A dire il vero, fino a qualche ora fa non sapevo di aver già  fatto una spirale DNA ed ero tutta contenta perchè avevo trovato uno schema che la spiegava; ieri sera ne ho iniziato un campioncino e mi ricordava qualcosa… Stamani ho ripescato un vecchio lavoro ed eccola lì, la spirale DNA, solo che io l’avevo fino a qual momento chiamata spirale e basta.

Si tratta di un lavoro semplice e ripetitivo: l’unica difficoltà secondo me sta nel primo giro, ma ho trovato una soluzione.

Dunque si infila una perlina 11/0, un bugle, 2 perline 11/0, un bugle, 2 perline 11/0, un bugle, una perlina 11/0 e si rientra a cerchio nella prima perlina inserita. Ci ritroviamo tra le mani una coppia di perline, un bugle, una coppia di perline, un bugle, una coppia di perline, un bugle, in una forma vagamente triangolare.  Si lascia un po’ di coda per avere il tempo di decidere come chiudere un lato della lavorazione.

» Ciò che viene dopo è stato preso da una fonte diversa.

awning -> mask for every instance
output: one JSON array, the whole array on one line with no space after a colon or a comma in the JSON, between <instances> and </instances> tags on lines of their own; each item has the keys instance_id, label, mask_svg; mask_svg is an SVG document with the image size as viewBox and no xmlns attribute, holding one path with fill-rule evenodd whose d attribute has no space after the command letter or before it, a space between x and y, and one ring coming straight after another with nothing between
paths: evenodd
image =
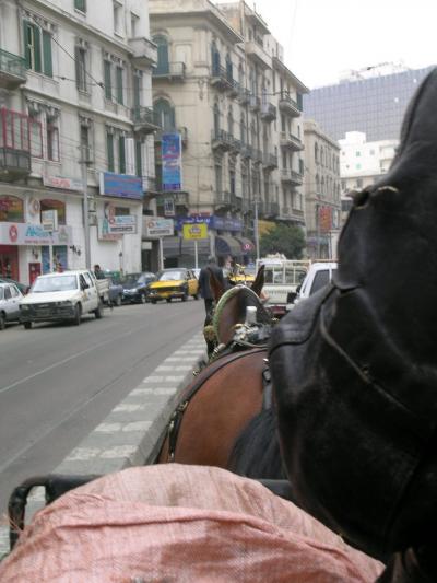
<instances>
[{"instance_id":1,"label":"awning","mask_svg":"<svg viewBox=\"0 0 437 583\"><path fill-rule=\"evenodd\" d=\"M239 242L229 235L215 236L215 255L217 257L241 257L243 250Z\"/></svg>"},{"instance_id":2,"label":"awning","mask_svg":"<svg viewBox=\"0 0 437 583\"><path fill-rule=\"evenodd\" d=\"M235 238L240 244L241 252L243 252L244 255L248 255L249 253L255 250L255 245L250 241L250 238L247 238L247 237L235 237Z\"/></svg>"},{"instance_id":3,"label":"awning","mask_svg":"<svg viewBox=\"0 0 437 583\"><path fill-rule=\"evenodd\" d=\"M180 255L194 255L194 242L178 236L163 237L163 249L166 257L179 257ZM198 241L198 253L210 255L210 240Z\"/></svg>"}]
</instances>

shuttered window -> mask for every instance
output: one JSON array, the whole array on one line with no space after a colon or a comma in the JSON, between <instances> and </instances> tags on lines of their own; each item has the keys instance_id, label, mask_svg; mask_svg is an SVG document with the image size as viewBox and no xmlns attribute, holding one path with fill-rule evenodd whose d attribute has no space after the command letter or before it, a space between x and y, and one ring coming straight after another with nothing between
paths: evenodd
<instances>
[{"instance_id":1,"label":"shuttered window","mask_svg":"<svg viewBox=\"0 0 437 583\"><path fill-rule=\"evenodd\" d=\"M120 136L118 139L118 166L119 173L126 174L125 136Z\"/></svg>"}]
</instances>

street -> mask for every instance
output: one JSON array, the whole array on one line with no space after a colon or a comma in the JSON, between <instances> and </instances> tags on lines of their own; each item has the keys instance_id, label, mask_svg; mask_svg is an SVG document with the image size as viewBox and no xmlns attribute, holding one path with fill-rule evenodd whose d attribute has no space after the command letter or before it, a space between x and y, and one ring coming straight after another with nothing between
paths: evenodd
<instances>
[{"instance_id":1,"label":"street","mask_svg":"<svg viewBox=\"0 0 437 583\"><path fill-rule=\"evenodd\" d=\"M1 331L0 514L14 486L52 470L203 318L190 300Z\"/></svg>"}]
</instances>

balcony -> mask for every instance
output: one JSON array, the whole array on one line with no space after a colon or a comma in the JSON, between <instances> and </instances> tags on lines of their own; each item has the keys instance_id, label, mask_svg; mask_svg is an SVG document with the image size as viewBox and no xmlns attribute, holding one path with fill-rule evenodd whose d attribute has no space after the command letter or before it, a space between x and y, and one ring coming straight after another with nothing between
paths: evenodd
<instances>
[{"instance_id":1,"label":"balcony","mask_svg":"<svg viewBox=\"0 0 437 583\"><path fill-rule=\"evenodd\" d=\"M180 139L182 140L182 147L185 148L187 145L187 141L188 141L187 128L181 127L181 128L157 129L155 133L155 144L158 144L163 140L163 133L180 133Z\"/></svg>"},{"instance_id":2,"label":"balcony","mask_svg":"<svg viewBox=\"0 0 437 583\"><path fill-rule=\"evenodd\" d=\"M166 62L161 67L156 67L152 71L152 79L158 81L184 81L185 79L185 62Z\"/></svg>"},{"instance_id":3,"label":"balcony","mask_svg":"<svg viewBox=\"0 0 437 583\"><path fill-rule=\"evenodd\" d=\"M235 90L234 83L236 82L224 67L215 66L212 68L210 82L213 88L221 91Z\"/></svg>"},{"instance_id":4,"label":"balcony","mask_svg":"<svg viewBox=\"0 0 437 583\"><path fill-rule=\"evenodd\" d=\"M238 103L247 105L250 102L250 91L241 85L238 86Z\"/></svg>"},{"instance_id":5,"label":"balcony","mask_svg":"<svg viewBox=\"0 0 437 583\"><path fill-rule=\"evenodd\" d=\"M261 119L264 121L276 119L276 107L272 103L263 103L261 105Z\"/></svg>"},{"instance_id":6,"label":"balcony","mask_svg":"<svg viewBox=\"0 0 437 583\"><path fill-rule=\"evenodd\" d=\"M13 90L26 82L26 61L0 49L0 88Z\"/></svg>"},{"instance_id":7,"label":"balcony","mask_svg":"<svg viewBox=\"0 0 437 583\"><path fill-rule=\"evenodd\" d=\"M277 202L265 202L264 209L265 217L270 219L275 219L280 215L280 206Z\"/></svg>"},{"instance_id":8,"label":"balcony","mask_svg":"<svg viewBox=\"0 0 437 583\"><path fill-rule=\"evenodd\" d=\"M251 112L259 112L261 106L260 98L257 95L250 95L249 97L249 108Z\"/></svg>"},{"instance_id":9,"label":"balcony","mask_svg":"<svg viewBox=\"0 0 437 583\"><path fill-rule=\"evenodd\" d=\"M296 136L293 136L293 133L288 133L287 131L281 131L281 147L292 150L293 152L304 150L304 144L299 138L296 138Z\"/></svg>"},{"instance_id":10,"label":"balcony","mask_svg":"<svg viewBox=\"0 0 437 583\"><path fill-rule=\"evenodd\" d=\"M302 184L304 184L304 176L298 172L295 172L294 170L282 168L281 180L292 186L300 186Z\"/></svg>"},{"instance_id":11,"label":"balcony","mask_svg":"<svg viewBox=\"0 0 437 583\"><path fill-rule=\"evenodd\" d=\"M272 58L265 53L263 47L255 40L245 44L246 55L255 61L261 69L272 68Z\"/></svg>"},{"instance_id":12,"label":"balcony","mask_svg":"<svg viewBox=\"0 0 437 583\"><path fill-rule=\"evenodd\" d=\"M215 193L214 206L215 208L231 207L231 193L227 193L226 190Z\"/></svg>"},{"instance_id":13,"label":"balcony","mask_svg":"<svg viewBox=\"0 0 437 583\"><path fill-rule=\"evenodd\" d=\"M147 133L153 133L160 129L160 126L154 123L153 109L151 107L132 107L131 118L133 121L133 131L135 133L143 133L146 136Z\"/></svg>"},{"instance_id":14,"label":"balcony","mask_svg":"<svg viewBox=\"0 0 437 583\"><path fill-rule=\"evenodd\" d=\"M277 168L277 156L275 156L274 154L263 154L262 165L265 170Z\"/></svg>"},{"instance_id":15,"label":"balcony","mask_svg":"<svg viewBox=\"0 0 437 583\"><path fill-rule=\"evenodd\" d=\"M31 153L12 148L0 148L0 179L7 183L31 174Z\"/></svg>"},{"instance_id":16,"label":"balcony","mask_svg":"<svg viewBox=\"0 0 437 583\"><path fill-rule=\"evenodd\" d=\"M280 105L281 112L284 112L291 115L292 117L299 117L302 113L299 109L299 106L297 105L297 102L292 100L292 97L285 91L283 91L280 95L279 105Z\"/></svg>"},{"instance_id":17,"label":"balcony","mask_svg":"<svg viewBox=\"0 0 437 583\"><path fill-rule=\"evenodd\" d=\"M129 38L129 48L132 51L133 65L138 67L156 67L157 47L145 37Z\"/></svg>"},{"instance_id":18,"label":"balcony","mask_svg":"<svg viewBox=\"0 0 437 583\"><path fill-rule=\"evenodd\" d=\"M211 136L211 147L213 150L229 152L235 150L235 138L223 129L213 130Z\"/></svg>"},{"instance_id":19,"label":"balcony","mask_svg":"<svg viewBox=\"0 0 437 583\"><path fill-rule=\"evenodd\" d=\"M258 150L257 148L252 148L252 160L255 164L261 164L262 163L262 152L261 150Z\"/></svg>"}]
</instances>

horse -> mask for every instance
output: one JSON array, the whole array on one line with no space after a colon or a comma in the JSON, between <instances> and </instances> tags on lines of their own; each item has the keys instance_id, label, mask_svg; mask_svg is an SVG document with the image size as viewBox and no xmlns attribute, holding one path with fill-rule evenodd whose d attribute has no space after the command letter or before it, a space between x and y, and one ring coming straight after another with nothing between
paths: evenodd
<instances>
[{"instance_id":1,"label":"horse","mask_svg":"<svg viewBox=\"0 0 437 583\"><path fill-rule=\"evenodd\" d=\"M270 330L273 322L259 300L262 284L263 267L251 288L236 285L224 290L211 277L211 289L217 301L212 317L217 348L210 363L182 392L157 463L178 462L227 468L243 429L263 407L270 407L270 393L264 389L269 384L267 337L259 338L259 334L260 330ZM260 328L255 327L256 339L250 334L246 336L244 323L247 308L252 308L257 323L261 323ZM271 474L275 470L259 477L270 478Z\"/></svg>"}]
</instances>

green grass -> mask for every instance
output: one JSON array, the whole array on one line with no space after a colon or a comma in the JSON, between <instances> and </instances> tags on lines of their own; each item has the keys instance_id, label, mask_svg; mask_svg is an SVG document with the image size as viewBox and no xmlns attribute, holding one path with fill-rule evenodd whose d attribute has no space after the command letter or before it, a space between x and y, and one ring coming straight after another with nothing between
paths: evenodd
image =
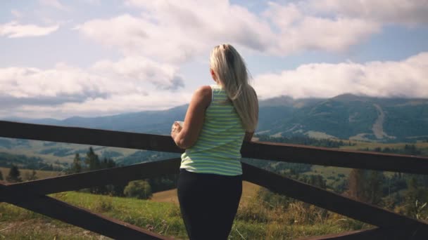
<instances>
[{"instance_id":1,"label":"green grass","mask_svg":"<svg viewBox=\"0 0 428 240\"><path fill-rule=\"evenodd\" d=\"M173 236L175 239L187 238L180 208L173 203L75 192L54 194L51 196L144 229L151 228L153 232L163 235ZM312 214L317 211L314 210L313 206L304 208L302 204L296 204L296 207L289 209L268 209L257 199L253 198L246 204L240 206L229 239L242 239L243 237L245 239L291 239L369 227L335 213L329 213L327 218L320 219L319 222L310 223L301 216L308 216L308 213ZM317 221L316 218L313 219ZM0 239L2 239L107 238L8 204L0 203Z\"/></svg>"}]
</instances>

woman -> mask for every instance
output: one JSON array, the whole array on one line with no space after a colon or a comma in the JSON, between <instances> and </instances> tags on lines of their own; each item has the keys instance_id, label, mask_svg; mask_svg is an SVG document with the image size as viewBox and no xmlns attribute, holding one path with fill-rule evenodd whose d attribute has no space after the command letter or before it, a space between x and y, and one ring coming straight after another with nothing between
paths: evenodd
<instances>
[{"instance_id":1,"label":"woman","mask_svg":"<svg viewBox=\"0 0 428 240\"><path fill-rule=\"evenodd\" d=\"M258 103L244 60L234 47L214 48L216 84L195 91L182 127L171 136L182 155L178 199L190 239L227 239L242 192L240 149L257 126Z\"/></svg>"}]
</instances>

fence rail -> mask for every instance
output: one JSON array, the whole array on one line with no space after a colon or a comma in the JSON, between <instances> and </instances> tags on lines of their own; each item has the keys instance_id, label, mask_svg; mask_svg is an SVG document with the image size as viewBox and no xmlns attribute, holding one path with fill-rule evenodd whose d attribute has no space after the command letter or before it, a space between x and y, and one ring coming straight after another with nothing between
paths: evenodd
<instances>
[{"instance_id":1,"label":"fence rail","mask_svg":"<svg viewBox=\"0 0 428 240\"><path fill-rule=\"evenodd\" d=\"M0 137L5 138L182 152L169 136L2 121L0 121ZM414 156L258 142L244 142L241 154L244 157L259 159L428 174L428 158ZM0 201L19 206L113 239L164 239L165 236L69 205L46 194L177 173L179 166L180 159L172 159L21 183L0 184ZM248 182L378 227L308 239L428 238L428 225L417 220L248 164L243 164L243 172L244 179ZM111 178L111 175L115 178Z\"/></svg>"}]
</instances>

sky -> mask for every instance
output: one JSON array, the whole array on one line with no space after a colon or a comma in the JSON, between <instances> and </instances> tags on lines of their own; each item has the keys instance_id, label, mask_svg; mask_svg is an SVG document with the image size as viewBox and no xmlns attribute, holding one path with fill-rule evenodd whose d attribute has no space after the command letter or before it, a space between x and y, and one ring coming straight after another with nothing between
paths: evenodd
<instances>
[{"instance_id":1,"label":"sky","mask_svg":"<svg viewBox=\"0 0 428 240\"><path fill-rule=\"evenodd\" d=\"M188 103L225 43L260 100L428 98L428 0L2 0L0 118Z\"/></svg>"}]
</instances>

Sull’ago un bugle, 2 perline 11/0 e si rientra nella prima perlina subito dopo il primo  bugle del giro precedente.
Sull’ago un bugle, 2 perline 11/0 e si rientra nella prima perlina subito dopo il secondo bugle del giro precedente.
Sull’ago un bugle, 2 perline 11/0 e si rientra nella prima perlina subito dopo il terzo bugle del giro precedente.

E si continua fino alla lunghezza voluta.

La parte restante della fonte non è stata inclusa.